Mondial Laser est au bout du rouleau. L’entreprise est vendue à un industriel indien au mieux des intérêts des actionnaires. Les salariés occupent l’usine mais des commandos envoyés par les patrons les attaquent. Le feu dévaste le site. Le 31 décembre, les dirigeants, actionnaires sont invités pour le réveillon à bord du Nausicaa, un paquebot de luxe. Amarres largués, tous se préparent à la fête sou la houlette du patron en chef, Edward Cawlpepper Jr. patron d’un fond de pension sans pitié. C’est lui qui a vendu Mondial Laser. Avec lui le ministre de l’intérieur français déguisé en capitaine Crochet car la soirée est un bal masqué. D’un seul coup toutes les liaisons TV sautent. Sur la passerelle, l’organisateur de la soirée engueule le commandant qui, en réalité, est un ancien employé de Mondial Laser. A tous les postes clés, ils ont pris le commandement du paquebot.

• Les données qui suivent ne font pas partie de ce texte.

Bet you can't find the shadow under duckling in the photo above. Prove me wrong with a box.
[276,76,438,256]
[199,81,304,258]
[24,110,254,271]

La suite c’est à la fois une prise d’otages à grande échelle, et des otages de poids, mais aussi la défense par la force de la dignité de gens qui n’ont plus rien à perdre. Cap au Nord, vers ce qui pourrait bien être une destination suicide alors que le gouvernement va tout mettre en ordre pour une intervention musclée. Un Jacquouille la fripouille, un Obélix viticulteur de luxe, un échantillonnage bien connu de patrons si on regarde avec attention le dessin, et puis tous ceux qui ont décidé de se révolter. Tous volontaires, la suite mérite d’être vécue, et lue bien sûr. On frissonne en ce disant que le désespoir est là, près de nous, qu’on ferme les yeux.
Mordillat décortique le process, comment on en arrive là, par mépris bien pensant et soif d’argent. Le personnage du commandant chef d’opération est remarquable. La tension a été aussi rarement palpable dans un ouvrage de la sorte. La dramaturgie est en place. Comment cela finira ? On connait les engagements de Gérard Mordillat en politique. Il a aussi travaillé avec Liberge sur le Suaire. On avait beaucoup aimé Fucking Fernand. Un album militant mais authentique.